Overcome energy loss of exciplex-sensitized fluorescence OLEDs with separating exciton generation and fluorescence emission zone

TADF-sensitizing-fluorescence (TSF) strategy suffered a disturbing energy loss causing by the T 1 states of fluorescence dopant (FD) due to its low T 1 -state energy and forbidden of radiative transition. In this manuscript, we used TCTA/PO-T2T planar heterojunction (PHJ) interface as exciton generation zone and adjacent PO-T2T layer doped with rubrene as fluorescence emission zone, achieved the maximum EQE and CE of 8.3% and 26.1 cd A −1 , respectively for rubrene-based device. Our experiments show the necessary PO-T2T thickness doped with rubrene is 15 nm and thicker doping layer over 15 nm would destroy device efficiency.

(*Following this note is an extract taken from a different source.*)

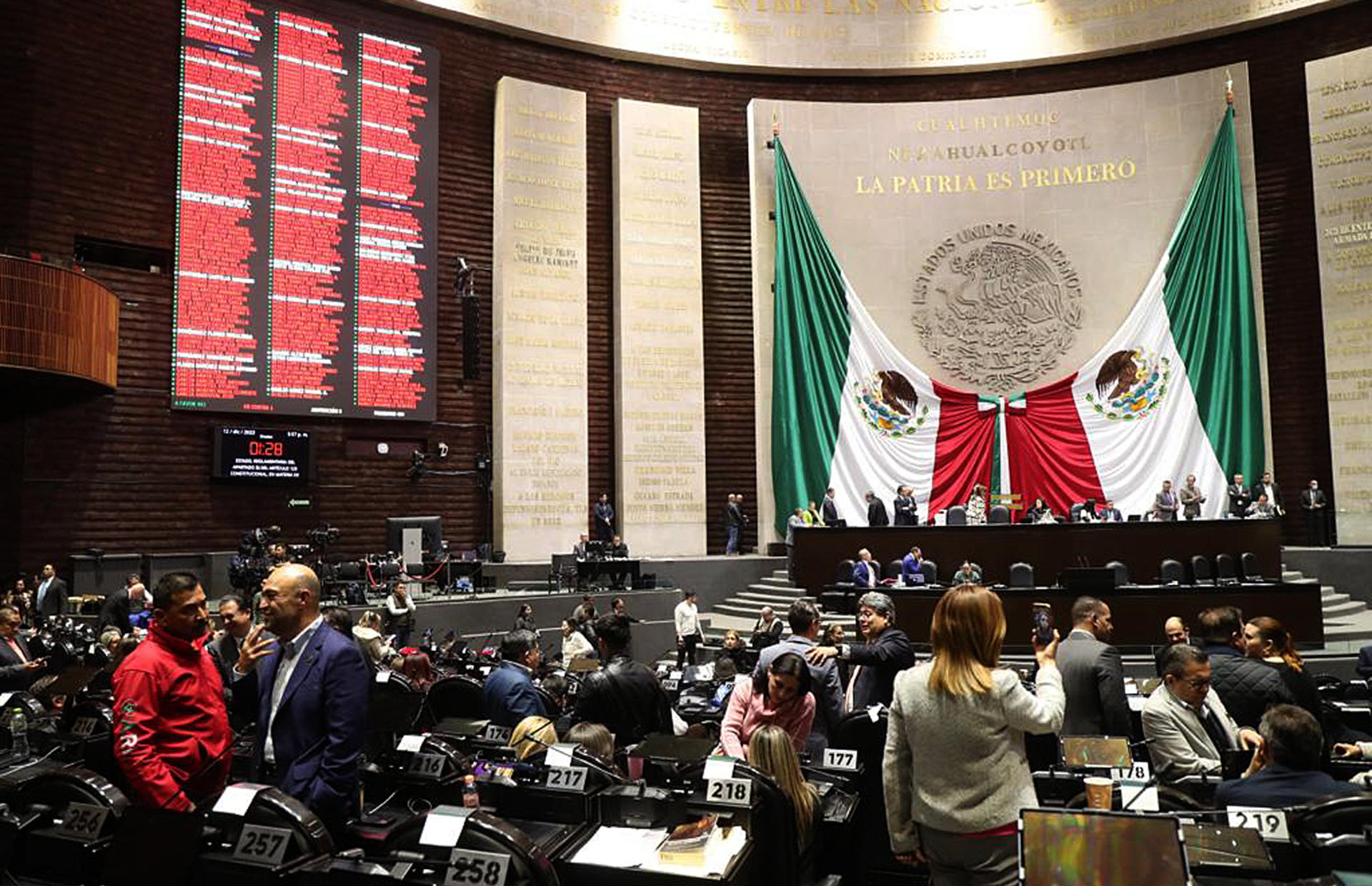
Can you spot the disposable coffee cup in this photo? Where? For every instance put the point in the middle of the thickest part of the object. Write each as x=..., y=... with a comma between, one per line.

It was further found that the exciplex exciton begin to decay within the time of 4 nm diffusion distance in PO-T2T layer and most of exciplex excitons were restrained in TCTA/PO-T2T heterojunction interface in PHJ device. The about 1.1 eV barrier for hole injection from TCTA to PO-T2T and bad hole-transporting capability of PO-T2T made exciple exciton only generate on this interface. Thus, even if the rubrene doped PO-T2T layer is right after the TCTA layer, FD in PO-T2T layer are well separated to the exciplex excitons in TCTA/PO-T2T interface, overcoming T 1 energy loss caused by FD. Our approach provides a beneficial path towards overcome energy loss causing by the T 1 states of FD in TSF-OLEDs based on exciplex as TADF sensitizer. • OLEDs were fabricated using TCTA/PO-T2T exciplex excitons as sensitizer and rubrene as fluorescent dopant. • Energy loss caused by T1 state of rubrene is clearly observed. • Exciplex exciton of TCTA/PO-T2T were found to be well confined to the heterojunction interface in device.